Rubobostes had caught it by the trailing tether.
“She’s still watching me. I can feel it,” Jason said. His mood was bleak and uncertain. “What does she want? This is a lure, and I’m her prey. I’m sure of it.”
I said nothing. If I had expressed a view, it would have been that from personal experience nothing was ever predictable with Medea. The truth might have been the very opposite of his fear. And I remembered my last conversation with her, when she had seemed so mellow.
“And the other boat,” he went on, staring along the river. “Why two boats? Who’s crossing in the second? What’s she up to?”
“There’s one way to find out, and that’s to cross. Your safest course is to stay here and defend against whatever might come through those Hostel gates in time to come.”
Rubobostes growled at my suggestion, standing up, still holding the rope. “Don’t listen to him, Jason. The second boat was meant for me, but it slipped away. I’m the one who must stay here. Are you taking Argo farther up the river?”
I realised the question was addressed to me. “Yes. She can take us below the fortress.”
“Then eventually she’ll need her captain,” the Dacian responded, turning to look over his shoulder at the Greeklander. “The boat won’t take two of us. I’ll wait here for you. Pick me up on the way out. And if you find my horse? I’ll be in your service for the rest of my life should you find my Ruvio, my good horse. I miss the beast.”
Jason glanced at me as he shrugged his pack off his shoulders and tossed it down to the Dacian, to sling into the boat.
“What’s she up to?” he whispered again.
Should I tell him about his son? I had only Pendragon’s account of Orgetorix being in the land, looking for his father. If boy and man were to meet, then it should be under circumstances that were not controlled by me, or any other person, though Medea, I was sure, was taking a guiding hand.
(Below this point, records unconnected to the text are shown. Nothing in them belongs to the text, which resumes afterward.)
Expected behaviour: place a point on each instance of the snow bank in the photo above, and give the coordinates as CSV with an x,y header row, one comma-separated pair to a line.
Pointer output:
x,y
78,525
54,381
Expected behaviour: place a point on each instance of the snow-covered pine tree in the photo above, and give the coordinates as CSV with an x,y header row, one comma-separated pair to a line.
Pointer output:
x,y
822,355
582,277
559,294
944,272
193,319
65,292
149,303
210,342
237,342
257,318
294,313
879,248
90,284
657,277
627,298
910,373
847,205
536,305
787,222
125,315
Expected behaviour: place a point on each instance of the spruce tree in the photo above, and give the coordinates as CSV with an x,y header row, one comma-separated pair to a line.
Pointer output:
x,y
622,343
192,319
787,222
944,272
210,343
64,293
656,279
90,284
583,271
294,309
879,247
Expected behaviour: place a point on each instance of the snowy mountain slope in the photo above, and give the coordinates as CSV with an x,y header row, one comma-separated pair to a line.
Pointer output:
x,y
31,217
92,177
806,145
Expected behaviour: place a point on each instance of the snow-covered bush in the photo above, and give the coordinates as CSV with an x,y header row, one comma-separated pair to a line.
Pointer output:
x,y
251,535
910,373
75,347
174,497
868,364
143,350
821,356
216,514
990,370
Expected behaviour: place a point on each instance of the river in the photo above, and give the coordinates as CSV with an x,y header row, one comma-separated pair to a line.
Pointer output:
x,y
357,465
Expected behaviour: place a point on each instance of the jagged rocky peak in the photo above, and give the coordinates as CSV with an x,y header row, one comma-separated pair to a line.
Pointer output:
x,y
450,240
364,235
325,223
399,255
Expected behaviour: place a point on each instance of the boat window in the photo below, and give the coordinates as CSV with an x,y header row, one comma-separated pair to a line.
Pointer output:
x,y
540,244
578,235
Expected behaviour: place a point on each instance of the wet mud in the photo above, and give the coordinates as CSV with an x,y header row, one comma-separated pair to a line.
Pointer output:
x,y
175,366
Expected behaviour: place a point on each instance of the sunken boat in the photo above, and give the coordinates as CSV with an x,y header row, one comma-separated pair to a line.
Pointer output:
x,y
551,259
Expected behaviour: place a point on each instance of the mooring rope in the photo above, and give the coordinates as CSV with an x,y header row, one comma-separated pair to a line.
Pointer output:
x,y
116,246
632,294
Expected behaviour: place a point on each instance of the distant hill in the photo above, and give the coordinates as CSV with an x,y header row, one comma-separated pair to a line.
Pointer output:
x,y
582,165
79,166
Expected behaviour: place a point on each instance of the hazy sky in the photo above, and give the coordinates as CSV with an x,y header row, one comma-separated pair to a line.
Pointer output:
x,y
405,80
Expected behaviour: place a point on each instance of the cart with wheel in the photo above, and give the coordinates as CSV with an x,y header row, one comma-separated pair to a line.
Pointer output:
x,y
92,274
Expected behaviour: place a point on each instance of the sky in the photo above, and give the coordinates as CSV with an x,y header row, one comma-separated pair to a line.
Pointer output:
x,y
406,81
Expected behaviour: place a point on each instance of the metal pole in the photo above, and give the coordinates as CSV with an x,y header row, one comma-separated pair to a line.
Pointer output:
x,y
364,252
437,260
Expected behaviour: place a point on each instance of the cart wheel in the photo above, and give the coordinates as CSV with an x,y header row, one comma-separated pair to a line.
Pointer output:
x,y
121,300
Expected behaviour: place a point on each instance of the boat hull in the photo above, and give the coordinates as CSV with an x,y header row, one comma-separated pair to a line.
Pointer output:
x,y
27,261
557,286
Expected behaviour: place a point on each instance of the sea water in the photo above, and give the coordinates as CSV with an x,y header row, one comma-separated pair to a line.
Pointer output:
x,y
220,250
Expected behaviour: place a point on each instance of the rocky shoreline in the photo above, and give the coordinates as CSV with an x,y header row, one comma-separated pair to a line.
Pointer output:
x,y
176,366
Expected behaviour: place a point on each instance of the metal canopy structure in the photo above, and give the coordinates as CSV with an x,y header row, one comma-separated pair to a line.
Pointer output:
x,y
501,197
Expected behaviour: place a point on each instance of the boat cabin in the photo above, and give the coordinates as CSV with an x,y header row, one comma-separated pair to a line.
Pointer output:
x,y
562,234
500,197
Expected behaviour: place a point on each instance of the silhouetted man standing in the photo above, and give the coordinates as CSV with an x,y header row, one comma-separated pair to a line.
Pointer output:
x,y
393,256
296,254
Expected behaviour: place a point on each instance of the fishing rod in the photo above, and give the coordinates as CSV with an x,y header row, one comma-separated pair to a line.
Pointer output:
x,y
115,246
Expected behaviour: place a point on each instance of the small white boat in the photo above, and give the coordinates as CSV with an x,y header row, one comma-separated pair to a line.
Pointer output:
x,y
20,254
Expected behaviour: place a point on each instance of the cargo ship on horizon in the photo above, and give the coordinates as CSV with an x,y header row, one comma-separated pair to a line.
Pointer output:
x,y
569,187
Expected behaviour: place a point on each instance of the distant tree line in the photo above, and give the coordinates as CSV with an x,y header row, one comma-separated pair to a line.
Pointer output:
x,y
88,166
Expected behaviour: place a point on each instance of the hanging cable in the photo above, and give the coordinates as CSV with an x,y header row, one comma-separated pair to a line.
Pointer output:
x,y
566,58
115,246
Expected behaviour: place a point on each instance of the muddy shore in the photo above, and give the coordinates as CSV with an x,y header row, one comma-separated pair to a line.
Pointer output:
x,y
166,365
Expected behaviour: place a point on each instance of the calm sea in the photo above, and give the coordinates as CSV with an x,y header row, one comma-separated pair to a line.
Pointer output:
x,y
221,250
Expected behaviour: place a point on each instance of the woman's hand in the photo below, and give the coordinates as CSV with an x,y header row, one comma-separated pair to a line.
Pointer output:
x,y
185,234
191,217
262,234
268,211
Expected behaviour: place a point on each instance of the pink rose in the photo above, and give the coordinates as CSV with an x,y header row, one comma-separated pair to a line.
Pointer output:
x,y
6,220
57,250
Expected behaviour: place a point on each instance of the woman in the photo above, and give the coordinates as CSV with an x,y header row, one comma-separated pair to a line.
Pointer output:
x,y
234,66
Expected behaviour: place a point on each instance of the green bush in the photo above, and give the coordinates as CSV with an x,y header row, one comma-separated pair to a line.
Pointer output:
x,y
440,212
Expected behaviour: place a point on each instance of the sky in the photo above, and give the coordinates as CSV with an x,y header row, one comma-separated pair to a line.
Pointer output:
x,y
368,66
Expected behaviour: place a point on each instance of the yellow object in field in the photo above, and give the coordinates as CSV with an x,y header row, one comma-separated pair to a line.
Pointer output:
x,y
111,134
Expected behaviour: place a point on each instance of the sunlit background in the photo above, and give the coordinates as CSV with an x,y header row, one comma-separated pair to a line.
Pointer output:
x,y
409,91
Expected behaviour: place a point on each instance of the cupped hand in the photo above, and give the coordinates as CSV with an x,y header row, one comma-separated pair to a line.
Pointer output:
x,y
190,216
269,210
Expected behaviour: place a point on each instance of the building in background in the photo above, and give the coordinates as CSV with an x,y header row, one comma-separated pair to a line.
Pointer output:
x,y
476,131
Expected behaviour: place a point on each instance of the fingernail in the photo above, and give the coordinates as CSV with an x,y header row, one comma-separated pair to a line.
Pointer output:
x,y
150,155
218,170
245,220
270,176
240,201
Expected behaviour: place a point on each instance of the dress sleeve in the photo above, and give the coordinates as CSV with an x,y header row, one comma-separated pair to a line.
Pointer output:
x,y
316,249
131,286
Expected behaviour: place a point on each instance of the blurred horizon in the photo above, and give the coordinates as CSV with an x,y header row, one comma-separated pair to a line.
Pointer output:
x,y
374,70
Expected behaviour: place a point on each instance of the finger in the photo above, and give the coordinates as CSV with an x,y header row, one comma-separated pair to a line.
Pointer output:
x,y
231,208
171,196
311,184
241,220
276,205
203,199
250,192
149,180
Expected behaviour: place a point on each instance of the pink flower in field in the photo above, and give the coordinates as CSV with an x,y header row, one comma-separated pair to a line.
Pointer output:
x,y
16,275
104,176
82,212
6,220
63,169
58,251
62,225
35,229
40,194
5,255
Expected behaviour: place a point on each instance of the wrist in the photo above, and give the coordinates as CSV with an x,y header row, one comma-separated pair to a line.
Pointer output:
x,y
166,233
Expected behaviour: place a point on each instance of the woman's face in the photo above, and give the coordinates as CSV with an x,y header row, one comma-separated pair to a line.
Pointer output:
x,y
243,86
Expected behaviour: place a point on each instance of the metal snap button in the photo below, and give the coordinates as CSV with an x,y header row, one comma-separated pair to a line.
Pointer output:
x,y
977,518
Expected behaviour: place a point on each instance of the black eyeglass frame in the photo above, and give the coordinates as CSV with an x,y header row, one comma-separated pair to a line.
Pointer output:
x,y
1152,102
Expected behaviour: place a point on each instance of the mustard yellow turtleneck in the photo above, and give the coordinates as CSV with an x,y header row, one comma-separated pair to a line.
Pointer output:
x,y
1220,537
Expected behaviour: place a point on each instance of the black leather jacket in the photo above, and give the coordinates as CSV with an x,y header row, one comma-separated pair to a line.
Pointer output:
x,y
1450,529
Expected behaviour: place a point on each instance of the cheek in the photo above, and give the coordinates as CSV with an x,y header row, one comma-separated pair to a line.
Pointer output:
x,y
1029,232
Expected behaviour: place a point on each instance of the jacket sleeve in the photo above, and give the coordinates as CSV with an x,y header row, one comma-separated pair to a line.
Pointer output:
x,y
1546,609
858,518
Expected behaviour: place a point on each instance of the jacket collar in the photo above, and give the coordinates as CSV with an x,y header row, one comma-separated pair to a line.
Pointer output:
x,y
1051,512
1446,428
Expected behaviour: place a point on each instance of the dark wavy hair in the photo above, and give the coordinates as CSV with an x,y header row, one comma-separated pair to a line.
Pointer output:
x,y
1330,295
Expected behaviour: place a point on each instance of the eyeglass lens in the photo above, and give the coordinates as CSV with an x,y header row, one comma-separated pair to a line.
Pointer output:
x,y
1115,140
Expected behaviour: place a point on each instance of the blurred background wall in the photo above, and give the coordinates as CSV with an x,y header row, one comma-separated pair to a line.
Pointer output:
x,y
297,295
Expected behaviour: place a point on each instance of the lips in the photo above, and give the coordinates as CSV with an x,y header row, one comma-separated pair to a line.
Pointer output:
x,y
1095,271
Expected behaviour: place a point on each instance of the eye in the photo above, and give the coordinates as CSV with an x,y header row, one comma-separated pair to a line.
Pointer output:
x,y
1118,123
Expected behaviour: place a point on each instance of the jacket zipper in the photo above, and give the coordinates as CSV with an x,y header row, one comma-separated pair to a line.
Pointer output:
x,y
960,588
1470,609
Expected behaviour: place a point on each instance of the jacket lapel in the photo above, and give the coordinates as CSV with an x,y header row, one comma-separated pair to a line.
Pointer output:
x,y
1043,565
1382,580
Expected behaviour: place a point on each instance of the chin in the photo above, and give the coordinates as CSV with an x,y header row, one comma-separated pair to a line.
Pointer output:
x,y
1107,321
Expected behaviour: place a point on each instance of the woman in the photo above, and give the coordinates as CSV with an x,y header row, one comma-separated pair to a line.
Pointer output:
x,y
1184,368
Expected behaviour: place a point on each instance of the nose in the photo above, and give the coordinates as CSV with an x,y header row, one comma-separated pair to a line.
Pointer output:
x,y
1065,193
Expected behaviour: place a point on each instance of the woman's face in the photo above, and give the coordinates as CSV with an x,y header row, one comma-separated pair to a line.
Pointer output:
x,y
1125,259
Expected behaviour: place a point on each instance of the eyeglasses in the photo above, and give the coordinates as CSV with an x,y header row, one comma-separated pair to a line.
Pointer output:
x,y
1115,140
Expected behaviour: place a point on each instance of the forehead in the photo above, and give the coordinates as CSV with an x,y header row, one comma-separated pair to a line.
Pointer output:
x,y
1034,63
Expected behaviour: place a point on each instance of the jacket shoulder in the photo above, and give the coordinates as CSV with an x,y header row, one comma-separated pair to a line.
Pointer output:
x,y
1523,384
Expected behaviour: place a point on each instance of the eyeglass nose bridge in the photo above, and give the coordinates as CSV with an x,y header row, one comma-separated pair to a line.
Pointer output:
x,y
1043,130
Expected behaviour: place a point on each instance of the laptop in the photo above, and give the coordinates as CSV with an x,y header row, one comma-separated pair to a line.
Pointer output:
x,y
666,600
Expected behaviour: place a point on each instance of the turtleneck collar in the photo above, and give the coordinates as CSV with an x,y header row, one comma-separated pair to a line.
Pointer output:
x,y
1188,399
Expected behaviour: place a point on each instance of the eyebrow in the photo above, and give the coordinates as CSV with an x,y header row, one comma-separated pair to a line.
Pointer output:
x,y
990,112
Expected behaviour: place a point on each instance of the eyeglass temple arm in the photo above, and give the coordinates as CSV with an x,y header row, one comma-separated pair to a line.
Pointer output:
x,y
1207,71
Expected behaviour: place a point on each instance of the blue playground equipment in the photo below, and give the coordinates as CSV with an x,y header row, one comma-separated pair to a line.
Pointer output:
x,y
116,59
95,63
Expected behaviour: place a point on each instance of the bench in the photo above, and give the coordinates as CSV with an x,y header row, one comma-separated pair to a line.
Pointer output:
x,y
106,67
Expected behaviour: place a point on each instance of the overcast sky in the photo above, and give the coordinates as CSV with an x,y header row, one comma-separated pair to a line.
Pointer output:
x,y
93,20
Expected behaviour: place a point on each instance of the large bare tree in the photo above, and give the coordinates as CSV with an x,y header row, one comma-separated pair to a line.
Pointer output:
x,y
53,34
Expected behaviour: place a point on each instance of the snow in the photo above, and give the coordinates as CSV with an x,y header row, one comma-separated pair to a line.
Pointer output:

Even now I cannot understand why I took the decision not to tell Jason about the presence, close to him, of his eldest son, a once-favoured boy now grown to a man, who had dealt brutally with his father in the recent past, unaware of the true circumstances of his existence in this modern age. It seemed that vengeance was still strong in the younger man’s mind. He had pursued Jason across half a world, half a world from the oracle at Dodona, in Greek Land, where they had last faced each other.
Then again: perhaps he was pursuing his mother.
This was an outcome I would leave to whatever “fates” were miming the story of Jason and his bull-leaping son.
“Rubobostes is right,” is all I said, and with a shrug Jason clambered into Medea’s boat. The Dacian heaved and sent the craft across the river. Jason used a small oar to keep it moving even as Nantosuelta swept him out of sight downstream, taking him to darkness and the Otherworld.
As soon as he had gone, I found a piece of wood, stripped off the bark, and sat down, leaning against a tree, to carve a charm pattern. I hadn’t done this for ages, and it was cathartic and engrossing. I suppose I drifted into some form of reverie, half-aware of what I was doing, half-drifting through memory.
At some point in this detached state I heard Kymon, who had been scavenging, slip down the hill and sit down next to Niiv. The woman had been keeping a distance from me, watching me, but absorbed in thoughts of her own.
“What’s he doing?” I heard the king’s son ask. “What’s he doing down there, Niiv?”
“Carving on a piece of wood.”
“Why?”
“I get the feeling,” Niiv replied after a moment, “that when he’s finished carving … we’ll all be going west.”
There was silence for a while. Then Kymon said, “Good. I will go in no other direction. And when I get there…”
He brooded. Sullen.
“When you get there?” the Northlander persisted.
“It doesn’t matter what I find in that world when I get there. I’m taking that world back.”
“Will that world be surprised to see you?” the girl teased.
“It knows I’m coming.”
Later, he walked down the slope to the river’s edge, his moonshadow falling across me. I looked up at him and met his steady gaze. His face had hardened, or was that just a trick of the light?
“Are you awake? Or drifting in some dream?”
“I’m awake.”
His gaze never wavered. “My father once told me that I could never be a king as a man unless I accepted being broken as a child. Now I know what he meant. Ambition tempered with anger, petulance, and the jealous play of childhood lead to strong kings and weak kingdoms. Ambition must always be tempered with wise council. An understanding that can only come with age.”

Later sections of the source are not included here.